In both men and women, unadjusted sarcoidosis death rates were higher among all individuals aged 35 years and older. The highest rates were observed among those aged 65-74 years (8.5 deaths per 1,000,000) and 75-84 years (9.0 per 1,000,000). In younger age groups (25-34 years and 35-44 years), mortality rates from sarcoidosis actually declined (-50.0% and -37.9%, respectively).

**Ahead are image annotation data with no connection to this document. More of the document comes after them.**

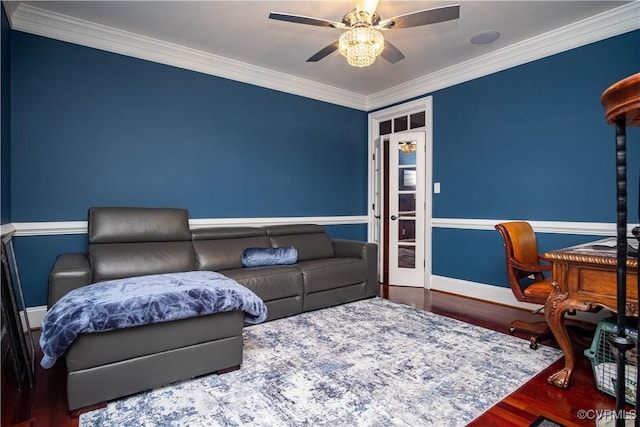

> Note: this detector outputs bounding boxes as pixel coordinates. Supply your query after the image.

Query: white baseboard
[431,275,610,323]
[27,275,609,329]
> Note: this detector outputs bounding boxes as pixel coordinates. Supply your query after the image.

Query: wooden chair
[495,221,553,350]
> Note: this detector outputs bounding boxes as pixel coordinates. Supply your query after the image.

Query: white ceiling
[4,0,640,109]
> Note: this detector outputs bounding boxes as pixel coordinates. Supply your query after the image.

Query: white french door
[387,132,426,287]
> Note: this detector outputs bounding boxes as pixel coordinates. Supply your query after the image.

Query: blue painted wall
[0,5,11,224]
[3,23,640,306]
[11,32,367,306]
[433,31,640,287]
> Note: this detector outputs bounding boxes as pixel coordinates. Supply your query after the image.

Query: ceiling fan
[269,0,460,67]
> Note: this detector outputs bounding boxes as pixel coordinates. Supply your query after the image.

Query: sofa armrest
[331,239,380,296]
[47,254,91,307]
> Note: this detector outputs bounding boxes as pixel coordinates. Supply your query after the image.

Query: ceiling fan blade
[269,12,346,28]
[380,40,404,64]
[307,40,338,62]
[356,0,378,16]
[376,4,460,29]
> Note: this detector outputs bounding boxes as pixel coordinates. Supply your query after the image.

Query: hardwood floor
[2,285,615,427]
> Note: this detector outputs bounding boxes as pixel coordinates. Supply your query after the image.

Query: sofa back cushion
[265,224,335,261]
[89,207,196,282]
[191,227,271,271]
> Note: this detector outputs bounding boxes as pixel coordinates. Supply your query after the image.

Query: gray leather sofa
[48,208,378,410]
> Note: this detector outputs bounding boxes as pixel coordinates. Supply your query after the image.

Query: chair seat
[524,279,553,302]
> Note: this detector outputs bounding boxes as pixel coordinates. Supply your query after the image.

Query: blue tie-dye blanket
[40,271,267,368]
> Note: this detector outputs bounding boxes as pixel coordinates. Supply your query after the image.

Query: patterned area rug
[80,298,562,427]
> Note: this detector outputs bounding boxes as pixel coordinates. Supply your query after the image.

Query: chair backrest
[495,221,544,301]
[88,207,196,282]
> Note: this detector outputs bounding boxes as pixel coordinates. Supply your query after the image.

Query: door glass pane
[398,193,416,217]
[398,245,416,268]
[398,141,418,166]
[409,111,426,129]
[398,167,417,191]
[393,116,409,133]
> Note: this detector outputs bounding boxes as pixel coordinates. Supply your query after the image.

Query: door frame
[367,96,433,289]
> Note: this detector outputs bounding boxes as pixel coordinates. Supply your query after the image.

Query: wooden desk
[544,237,638,389]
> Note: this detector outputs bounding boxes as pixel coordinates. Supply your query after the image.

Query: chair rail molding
[7,215,638,237]
[8,215,368,237]
[431,218,638,237]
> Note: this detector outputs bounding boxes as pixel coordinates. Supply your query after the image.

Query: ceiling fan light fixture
[338,25,384,67]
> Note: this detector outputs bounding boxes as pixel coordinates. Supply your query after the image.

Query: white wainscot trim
[430,275,609,323]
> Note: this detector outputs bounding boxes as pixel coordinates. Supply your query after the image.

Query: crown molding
[3,0,640,111]
[3,0,366,110]
[367,1,640,111]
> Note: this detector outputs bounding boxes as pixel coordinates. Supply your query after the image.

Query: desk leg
[544,284,591,389]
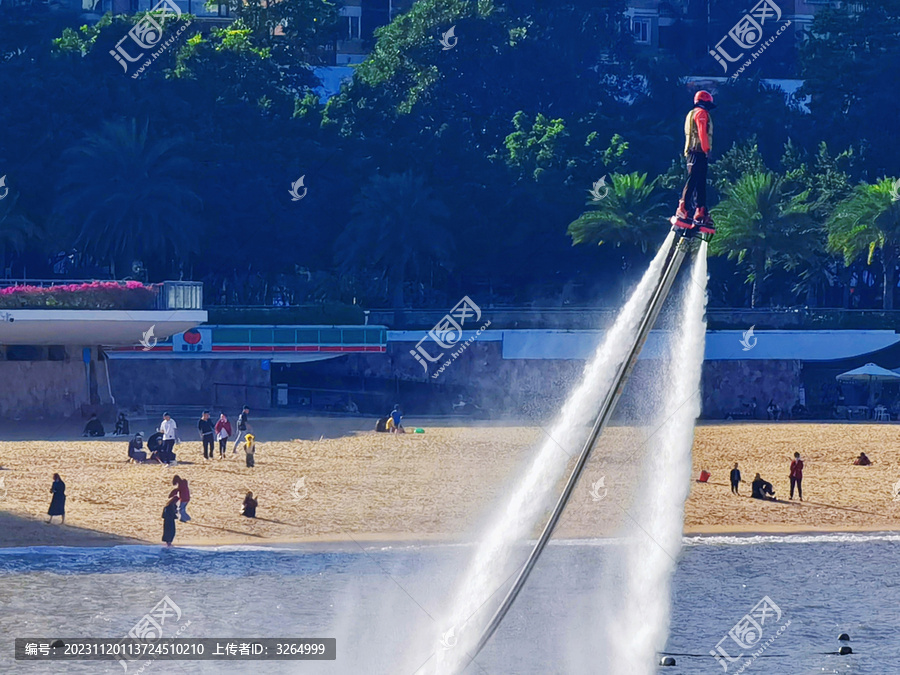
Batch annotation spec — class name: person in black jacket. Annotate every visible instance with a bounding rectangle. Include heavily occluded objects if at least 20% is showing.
[163,497,178,547]
[731,462,741,495]
[752,474,775,501]
[47,473,66,525]
[197,410,216,459]
[241,492,259,518]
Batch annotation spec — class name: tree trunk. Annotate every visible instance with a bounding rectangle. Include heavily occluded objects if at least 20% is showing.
[392,276,404,329]
[882,252,897,309]
[750,251,766,309]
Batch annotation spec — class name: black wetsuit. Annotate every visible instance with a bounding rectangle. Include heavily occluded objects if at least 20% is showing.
[731,469,741,494]
[197,417,216,459]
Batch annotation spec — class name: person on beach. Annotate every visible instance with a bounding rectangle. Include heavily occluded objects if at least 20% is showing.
[388,404,406,434]
[231,406,253,455]
[216,413,231,459]
[244,434,256,468]
[81,413,106,438]
[197,410,216,459]
[241,492,259,518]
[128,431,147,462]
[790,452,803,502]
[750,474,775,501]
[158,412,178,463]
[169,474,191,523]
[163,497,178,547]
[114,413,131,436]
[731,462,741,495]
[47,473,66,525]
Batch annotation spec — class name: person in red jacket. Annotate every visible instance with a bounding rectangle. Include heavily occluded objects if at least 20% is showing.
[790,452,803,502]
[216,413,231,459]
[672,91,716,235]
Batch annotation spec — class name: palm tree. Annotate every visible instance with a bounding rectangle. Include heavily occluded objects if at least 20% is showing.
[335,172,453,310]
[567,172,671,253]
[826,178,900,309]
[58,120,202,275]
[709,171,815,307]
[0,193,43,274]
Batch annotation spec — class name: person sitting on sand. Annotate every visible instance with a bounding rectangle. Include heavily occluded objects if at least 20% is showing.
[81,413,106,438]
[751,474,775,501]
[128,431,147,462]
[731,462,741,495]
[163,496,178,547]
[244,434,256,468]
[241,492,259,518]
[853,452,872,466]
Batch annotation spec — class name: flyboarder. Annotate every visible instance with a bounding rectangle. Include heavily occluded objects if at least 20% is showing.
[671,90,716,236]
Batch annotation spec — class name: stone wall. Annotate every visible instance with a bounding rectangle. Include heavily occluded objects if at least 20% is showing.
[0,360,90,420]
[103,341,801,419]
[284,341,802,419]
[109,358,272,410]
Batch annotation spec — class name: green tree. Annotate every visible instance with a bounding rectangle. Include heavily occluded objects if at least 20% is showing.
[335,172,453,310]
[710,171,813,307]
[800,0,900,175]
[567,172,671,252]
[57,120,202,276]
[826,178,900,309]
[0,188,43,273]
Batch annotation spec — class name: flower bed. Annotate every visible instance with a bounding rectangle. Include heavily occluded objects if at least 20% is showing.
[0,281,159,309]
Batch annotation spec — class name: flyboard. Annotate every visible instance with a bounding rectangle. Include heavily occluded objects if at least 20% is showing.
[458,217,715,673]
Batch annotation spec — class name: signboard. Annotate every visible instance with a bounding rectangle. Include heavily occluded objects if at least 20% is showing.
[172,328,212,354]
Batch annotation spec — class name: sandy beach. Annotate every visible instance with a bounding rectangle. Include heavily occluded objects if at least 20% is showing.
[0,419,900,547]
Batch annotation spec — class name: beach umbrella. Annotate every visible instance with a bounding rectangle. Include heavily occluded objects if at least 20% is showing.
[837,363,900,408]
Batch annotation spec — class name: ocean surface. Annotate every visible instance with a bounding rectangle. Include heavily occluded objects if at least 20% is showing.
[0,534,900,675]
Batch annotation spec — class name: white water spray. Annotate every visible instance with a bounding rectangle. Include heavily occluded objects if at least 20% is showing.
[584,242,706,675]
[435,232,674,674]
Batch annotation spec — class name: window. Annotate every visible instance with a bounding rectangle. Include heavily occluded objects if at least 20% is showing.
[347,16,359,40]
[631,17,650,45]
[340,6,362,40]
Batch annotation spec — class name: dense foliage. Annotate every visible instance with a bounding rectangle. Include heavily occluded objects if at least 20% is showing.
[0,0,900,308]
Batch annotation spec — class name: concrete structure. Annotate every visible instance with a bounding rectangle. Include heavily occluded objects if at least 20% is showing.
[0,282,207,419]
[98,326,900,419]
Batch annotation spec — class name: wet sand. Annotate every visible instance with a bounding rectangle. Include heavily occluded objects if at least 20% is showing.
[0,418,900,547]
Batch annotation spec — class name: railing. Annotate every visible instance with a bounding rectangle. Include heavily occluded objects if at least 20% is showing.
[0,279,100,288]
[154,281,203,309]
[368,305,900,330]
[0,279,203,310]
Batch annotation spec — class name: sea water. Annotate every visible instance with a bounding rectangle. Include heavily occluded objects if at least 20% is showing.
[0,534,900,675]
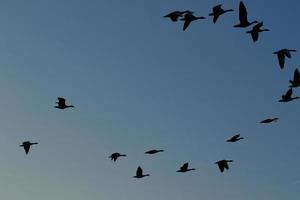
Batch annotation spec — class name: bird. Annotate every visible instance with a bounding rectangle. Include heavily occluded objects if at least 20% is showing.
[273,49,297,69]
[54,97,74,110]
[109,152,127,162]
[234,1,258,28]
[20,141,38,154]
[215,160,233,173]
[164,10,193,22]
[180,12,205,31]
[279,88,299,102]
[133,166,150,178]
[177,162,196,173]
[226,134,244,142]
[209,4,234,24]
[145,149,164,154]
[246,22,270,42]
[289,69,300,88]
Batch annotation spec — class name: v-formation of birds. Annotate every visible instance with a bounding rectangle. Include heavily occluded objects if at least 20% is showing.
[20,1,300,178]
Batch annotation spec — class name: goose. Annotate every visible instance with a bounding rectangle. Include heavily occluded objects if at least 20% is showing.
[289,69,300,88]
[164,10,193,22]
[259,117,279,124]
[109,152,127,162]
[226,134,244,142]
[246,22,270,42]
[215,160,233,173]
[54,97,74,110]
[177,163,196,173]
[145,149,164,154]
[273,49,297,69]
[234,1,258,28]
[180,13,205,31]
[279,88,299,102]
[209,4,234,24]
[133,166,150,178]
[20,141,38,154]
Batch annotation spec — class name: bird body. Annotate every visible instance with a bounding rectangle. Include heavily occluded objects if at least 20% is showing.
[20,141,38,154]
[54,97,74,110]
[209,4,233,24]
[177,163,196,173]
[234,1,258,28]
[273,49,297,69]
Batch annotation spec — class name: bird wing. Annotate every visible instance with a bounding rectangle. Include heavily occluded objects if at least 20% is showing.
[277,53,285,69]
[180,163,189,170]
[239,1,248,22]
[183,20,191,31]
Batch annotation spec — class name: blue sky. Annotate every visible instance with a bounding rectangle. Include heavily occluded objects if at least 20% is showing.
[0,0,300,200]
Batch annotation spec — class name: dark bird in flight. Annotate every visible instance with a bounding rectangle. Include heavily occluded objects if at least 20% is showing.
[209,4,233,24]
[279,88,299,102]
[164,10,193,22]
[145,149,164,154]
[259,117,279,124]
[289,69,300,88]
[215,160,233,173]
[274,49,297,69]
[20,141,38,154]
[133,166,150,178]
[109,152,126,162]
[54,97,74,109]
[180,12,205,31]
[234,1,258,28]
[177,163,195,172]
[226,134,244,142]
[246,22,270,42]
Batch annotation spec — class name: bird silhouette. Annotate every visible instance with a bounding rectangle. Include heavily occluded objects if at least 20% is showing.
[289,69,300,88]
[134,166,150,178]
[145,149,164,154]
[209,4,233,24]
[215,160,233,173]
[164,10,193,22]
[109,152,126,162]
[20,141,38,154]
[279,88,299,102]
[177,163,195,173]
[259,117,279,124]
[246,22,270,42]
[226,134,244,142]
[234,1,258,28]
[274,49,297,69]
[54,97,74,109]
[180,12,205,31]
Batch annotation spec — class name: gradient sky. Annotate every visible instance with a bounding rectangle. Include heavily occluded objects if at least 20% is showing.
[0,0,300,200]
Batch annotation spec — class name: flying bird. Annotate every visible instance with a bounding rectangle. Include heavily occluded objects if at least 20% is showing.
[215,160,233,173]
[145,149,164,154]
[226,134,244,142]
[246,22,270,42]
[109,152,126,162]
[209,4,233,24]
[180,12,205,31]
[134,166,150,178]
[234,1,258,28]
[54,97,74,109]
[259,117,279,124]
[273,49,297,69]
[289,69,300,88]
[177,163,195,173]
[164,10,193,22]
[20,141,38,154]
[279,88,299,102]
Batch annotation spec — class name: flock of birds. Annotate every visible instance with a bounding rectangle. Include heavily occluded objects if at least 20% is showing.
[20,1,300,178]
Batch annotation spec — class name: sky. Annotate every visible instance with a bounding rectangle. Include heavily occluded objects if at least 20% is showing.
[0,0,300,200]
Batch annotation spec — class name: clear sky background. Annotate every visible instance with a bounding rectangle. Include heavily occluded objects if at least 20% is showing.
[0,0,300,200]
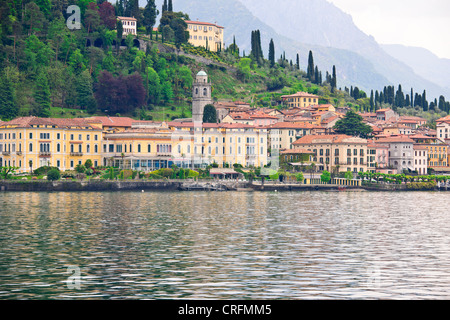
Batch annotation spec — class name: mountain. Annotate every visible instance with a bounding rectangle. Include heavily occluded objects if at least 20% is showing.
[381,44,450,96]
[240,0,450,97]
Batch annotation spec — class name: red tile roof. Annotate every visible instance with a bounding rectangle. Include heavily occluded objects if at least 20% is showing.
[2,117,98,129]
[293,134,367,145]
[281,92,319,98]
[280,149,314,154]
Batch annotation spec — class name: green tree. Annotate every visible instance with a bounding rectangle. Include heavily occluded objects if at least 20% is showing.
[142,0,159,39]
[334,111,372,139]
[34,72,51,118]
[76,70,93,110]
[116,21,123,53]
[307,51,315,83]
[269,39,275,67]
[203,104,217,123]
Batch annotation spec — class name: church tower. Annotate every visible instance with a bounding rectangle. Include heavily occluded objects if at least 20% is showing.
[192,70,212,122]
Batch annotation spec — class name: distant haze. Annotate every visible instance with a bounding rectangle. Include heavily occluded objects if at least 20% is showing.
[326,0,450,59]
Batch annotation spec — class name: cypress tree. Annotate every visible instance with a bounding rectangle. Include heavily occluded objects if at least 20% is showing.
[370,90,375,111]
[307,51,315,83]
[143,0,158,39]
[313,66,319,84]
[331,65,337,92]
[33,72,51,118]
[116,21,123,53]
[422,90,428,111]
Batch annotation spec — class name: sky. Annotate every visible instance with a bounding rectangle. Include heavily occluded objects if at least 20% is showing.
[328,0,450,59]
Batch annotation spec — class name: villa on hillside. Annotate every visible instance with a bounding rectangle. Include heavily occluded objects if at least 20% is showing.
[185,21,225,52]
[281,92,319,108]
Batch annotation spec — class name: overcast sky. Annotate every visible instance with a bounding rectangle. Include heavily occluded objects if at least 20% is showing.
[328,0,450,59]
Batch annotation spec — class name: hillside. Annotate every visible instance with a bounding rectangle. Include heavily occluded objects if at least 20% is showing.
[151,0,389,90]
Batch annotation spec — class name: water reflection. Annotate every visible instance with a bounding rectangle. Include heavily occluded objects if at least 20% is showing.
[0,192,450,299]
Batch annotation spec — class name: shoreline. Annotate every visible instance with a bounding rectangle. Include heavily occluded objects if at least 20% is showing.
[0,180,442,192]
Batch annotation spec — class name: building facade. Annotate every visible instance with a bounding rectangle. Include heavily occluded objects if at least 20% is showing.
[281,92,319,108]
[117,17,137,36]
[192,70,212,122]
[186,21,225,52]
[377,136,414,174]
[293,135,368,173]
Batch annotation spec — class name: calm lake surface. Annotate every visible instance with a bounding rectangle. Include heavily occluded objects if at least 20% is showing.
[0,192,450,300]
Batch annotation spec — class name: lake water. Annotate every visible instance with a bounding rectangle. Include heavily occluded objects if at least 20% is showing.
[0,192,450,300]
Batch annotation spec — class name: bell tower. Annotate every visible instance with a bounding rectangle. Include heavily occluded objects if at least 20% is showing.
[192,69,212,122]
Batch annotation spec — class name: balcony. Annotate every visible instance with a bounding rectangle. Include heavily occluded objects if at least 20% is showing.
[70,152,83,157]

Black men and women had the highest overall number of deaths and average age-adjusted mortality rate (15.0 deaths per 1,000,000). This was nearly 14 times the rate in white men and women. Among Hispanic individuals, the overall death rate was 0.8 deaths per 1,000,000, and Hispanic women had a higher death rate compared with Hispanic men (0.9 vs 0.7 per 1,000,000, respectively).

Southern states had the highest overall mean age-adjusted mortality rate at 3.7 deaths per 1,000,000 compared with 3.1 deaths per 1,000,000 in the Northeast, 2.8 deaths per 1,000,000 in the Midwest, and 1.6 deaths per 1,000,000 in the West.

Upon stratifying these data for race, sex, and region, the highest age-adjusted death rates were seen among black women in the Midwest (18.7 deaths per 1,000,000) and black men in the Northeast (13.2 deaths per 1,000,000); the lowest rates were seen among white females in the South (1.1 deaths per 1,000,000) and in white men in the West (1.0 deaths per 1,000,000).

The District of Columbia (13.8 per 1,000,000), South Carolina (6.6. deaths per 1,000,000), Maryland (5.7 deaths per 1,000,000), and North Carolina (5.4 deaths per 1,000,000) had the highest mortality rates among states in the South. The greatest change in the number of deaths from sarcoidosis during this time occurred in non-core, non-metro areas (116.7%).

Dr. Kearney and fellow researchers also found the following with respect to sex:

  • Deaths in women increased by 32.0% (from 2.5 to 3.3 per 1,000,000).
  • Deaths in white males increased by a full 73.3% (from 1.5 to 2.6 deaths per 1,000,000).
  • Black women and men had the highest age-adjusted mortality rate (17.0 and 12.4 deaths per 1,000,000, respectively), nearly 16 times higher than in white women (1.5 per 1,000,000) and higher than in white men, as well (1.2 per 1,000,000).
  • Women had the highest age-adjusted death rates, but white men had the largest percentage increase compared with females (73.3% vs 32.01%, respectively).

“The steady increase of sarcoidosis deaths from 1999 to 2002 is difficult to explain as incidence rates across this time period are not readily available,” noted the authors.

Furthermore, they added, the increase in death rates among black women is troubling. Its causes are, as yet, unknown.

“…while mortality across both genders increased during that period, deaths were more pronounced in black females. It is plausible to consider whether the increase was driven by other underlying co-morbidities. One suggestion may be that an increased focus and higher awareness of the disease in black females is now yielding more reported deaths on the death certificate,” they wrote.

Dr. Kearney and colleagues hope that their results detailing the increases in the sarcoidosis-caused mortality and specific racial, regional, and sex differences will garner a renewed interest among clinicians and epidemiologists.

“It is anticipated that this paper will spark new interest among others, particularly national funding agencies, to recognize the need for more advanced epidemiological research to examine this multifactorial, chronic health condition. More in-depth epidemiological studies that combine clinical findings with population-based studies to explore the interplay between socio-demographic factors (eg, income, poverty, and occupation) or modifiable risk factors (eg, obesity, fewer years of education) may provide vital clues for better understanding and evaluating causal relationships of this serious condition that can lead to death,” they concluded.